The Cherokee Trail was actually two trails, the Northern laid out in 1849 by Capt. Lewis Evans. Four companies from Arkansas and Oklahoma followed the trail to Fort Bridger and then west to the California gold fields. From their days in North Carolina and North Georgia the Cherokee were familiar with placer mining of gold and, thus, as did the Whites, joined the 1849 gold rush. The Trail proceeded from Arkansas westward to Bent's Fort, Colorado. From there the trail proceeded westward to the Front Range where it followed the old Ute Trail from Manitou Springs northward to near present day Fort Collins. From there it followed the Cache LaPoudre ultimately coming to the North Platte. It then followed the North Platte northward to the area of present day Saratoga where it crossed the river and proceeded westward to Fort Bridger.

The Southern Trail established the following year followed the same route to Fort Collins but turned northward at Laporte to the area of present day Tie Sidings and then westwardly to Saratoga.
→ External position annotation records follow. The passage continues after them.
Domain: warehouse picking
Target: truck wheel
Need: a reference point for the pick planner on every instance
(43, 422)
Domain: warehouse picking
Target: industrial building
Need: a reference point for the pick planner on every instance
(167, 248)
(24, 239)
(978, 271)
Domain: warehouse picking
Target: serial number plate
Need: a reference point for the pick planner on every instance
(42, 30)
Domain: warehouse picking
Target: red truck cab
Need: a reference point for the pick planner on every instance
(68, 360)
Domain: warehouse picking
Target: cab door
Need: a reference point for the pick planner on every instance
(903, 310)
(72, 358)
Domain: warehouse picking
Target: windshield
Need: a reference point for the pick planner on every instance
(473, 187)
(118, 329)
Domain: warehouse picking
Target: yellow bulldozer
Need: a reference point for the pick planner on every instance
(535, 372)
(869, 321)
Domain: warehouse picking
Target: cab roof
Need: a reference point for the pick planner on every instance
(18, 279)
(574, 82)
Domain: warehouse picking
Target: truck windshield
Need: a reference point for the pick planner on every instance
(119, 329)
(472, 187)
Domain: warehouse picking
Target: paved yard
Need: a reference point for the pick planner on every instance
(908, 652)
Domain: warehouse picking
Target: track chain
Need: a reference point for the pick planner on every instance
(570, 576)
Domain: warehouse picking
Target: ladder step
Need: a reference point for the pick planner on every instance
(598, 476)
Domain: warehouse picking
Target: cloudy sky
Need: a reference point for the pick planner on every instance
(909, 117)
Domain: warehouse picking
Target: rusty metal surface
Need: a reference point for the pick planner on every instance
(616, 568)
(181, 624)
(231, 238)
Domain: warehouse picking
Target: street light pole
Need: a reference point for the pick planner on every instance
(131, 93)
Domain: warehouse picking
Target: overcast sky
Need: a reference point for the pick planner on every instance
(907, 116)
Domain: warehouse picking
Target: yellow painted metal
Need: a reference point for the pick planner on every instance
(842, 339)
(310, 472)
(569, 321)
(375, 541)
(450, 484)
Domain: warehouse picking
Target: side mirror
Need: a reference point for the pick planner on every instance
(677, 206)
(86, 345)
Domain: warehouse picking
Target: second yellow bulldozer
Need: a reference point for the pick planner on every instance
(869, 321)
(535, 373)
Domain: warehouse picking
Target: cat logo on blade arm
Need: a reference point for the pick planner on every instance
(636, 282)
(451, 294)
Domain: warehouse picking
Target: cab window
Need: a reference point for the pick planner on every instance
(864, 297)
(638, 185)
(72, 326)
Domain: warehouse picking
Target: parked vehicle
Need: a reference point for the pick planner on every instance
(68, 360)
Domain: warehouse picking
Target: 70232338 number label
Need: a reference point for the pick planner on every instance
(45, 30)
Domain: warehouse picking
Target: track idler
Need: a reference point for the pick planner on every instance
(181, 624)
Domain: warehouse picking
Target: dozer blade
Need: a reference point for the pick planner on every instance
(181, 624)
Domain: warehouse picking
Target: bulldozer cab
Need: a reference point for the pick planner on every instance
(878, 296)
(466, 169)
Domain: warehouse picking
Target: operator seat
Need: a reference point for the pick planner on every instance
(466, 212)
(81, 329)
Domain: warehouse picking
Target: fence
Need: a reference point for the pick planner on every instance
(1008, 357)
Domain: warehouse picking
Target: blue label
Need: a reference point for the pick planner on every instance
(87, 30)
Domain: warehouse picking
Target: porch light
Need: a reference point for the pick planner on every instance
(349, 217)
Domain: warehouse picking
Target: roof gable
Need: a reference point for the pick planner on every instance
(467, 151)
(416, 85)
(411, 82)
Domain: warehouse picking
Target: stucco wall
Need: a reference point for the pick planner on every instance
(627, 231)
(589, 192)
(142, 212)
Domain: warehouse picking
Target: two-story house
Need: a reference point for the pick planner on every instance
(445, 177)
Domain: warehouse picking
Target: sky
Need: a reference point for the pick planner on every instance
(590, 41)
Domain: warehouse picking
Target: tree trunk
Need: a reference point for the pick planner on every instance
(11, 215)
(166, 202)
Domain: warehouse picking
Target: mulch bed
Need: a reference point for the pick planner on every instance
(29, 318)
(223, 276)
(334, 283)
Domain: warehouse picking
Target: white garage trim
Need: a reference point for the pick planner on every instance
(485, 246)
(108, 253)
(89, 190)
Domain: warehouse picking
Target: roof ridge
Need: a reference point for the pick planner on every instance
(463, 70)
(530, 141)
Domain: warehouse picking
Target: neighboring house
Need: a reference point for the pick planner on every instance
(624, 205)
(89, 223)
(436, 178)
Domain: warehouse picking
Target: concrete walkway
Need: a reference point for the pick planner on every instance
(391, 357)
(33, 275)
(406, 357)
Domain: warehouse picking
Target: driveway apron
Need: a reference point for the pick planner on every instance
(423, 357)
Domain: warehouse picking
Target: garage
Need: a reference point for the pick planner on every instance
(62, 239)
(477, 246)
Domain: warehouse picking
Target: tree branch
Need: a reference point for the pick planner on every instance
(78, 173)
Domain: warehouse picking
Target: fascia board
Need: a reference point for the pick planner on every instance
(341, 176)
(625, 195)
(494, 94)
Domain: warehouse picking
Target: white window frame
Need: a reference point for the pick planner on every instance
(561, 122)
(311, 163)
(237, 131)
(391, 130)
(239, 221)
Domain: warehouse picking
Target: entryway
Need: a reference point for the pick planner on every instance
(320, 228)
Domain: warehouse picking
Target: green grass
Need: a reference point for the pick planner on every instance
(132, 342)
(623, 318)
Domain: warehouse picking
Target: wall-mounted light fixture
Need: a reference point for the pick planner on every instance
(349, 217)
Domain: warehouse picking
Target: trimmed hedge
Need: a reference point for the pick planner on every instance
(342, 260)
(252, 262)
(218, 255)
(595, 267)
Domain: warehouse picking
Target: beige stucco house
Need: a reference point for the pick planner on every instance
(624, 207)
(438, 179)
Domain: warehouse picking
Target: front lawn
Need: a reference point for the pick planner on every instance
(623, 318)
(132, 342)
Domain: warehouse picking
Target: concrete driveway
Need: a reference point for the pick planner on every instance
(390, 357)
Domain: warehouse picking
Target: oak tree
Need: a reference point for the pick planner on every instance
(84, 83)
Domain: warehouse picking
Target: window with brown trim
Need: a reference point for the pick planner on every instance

Neither trail, however, was a great road used by emigrants but was always a trail used by adventurers and trappers. A third trail later used Bridger's Pass.

N. Platte at flood, undated

Saratoga, itself, traces its origins to William H. Cadwell who built a bath house for trappers and travelers passing through the area. In 1878 a post office was established with the name "Warm Springs." This, however, was changed by Fenimore Chatterton (1860-1958) who named the area after Saratoga Springs, New York. Chatterton was Secretary of State and upon the death of Governor DeForest Richards became acting Governor. Chatterton refused commutation of Tom Horn's death sentence and failed of election in 1905 and was succeeded by Bryant B. Brooks. Saratoga was incorporated in 1900. Notwithstanding the warm springs and efforts to make the area a spa, the area has relied primarily on lumbering as indicated by the logs floating in the river in the photo above right and upon agriculture.

Fort Steele railroad bridge, approx. 1910

Fort Fred Steele, named after Civil War Union General Frederick Steele, was established in conjunction with the construction of the Union Pacific Railroad in 1868. Its site was selected by Col. Richard I. Dodge. The Fort was discontinued in 1886, but the Town remained as a site for a railroad tie and fence post treatment plant with the timber being floated down the river from the Medicine Bow Mountains to the south. Later the area also served as a sheep shearing site. With the establishment of the Lincoln Highway in the area in 1922 the town had a brief economic resurgence which ended with the relocation of the highway in 1939. Today the area has been designated as a state historic site with little more remaining but the foundations of the buildings.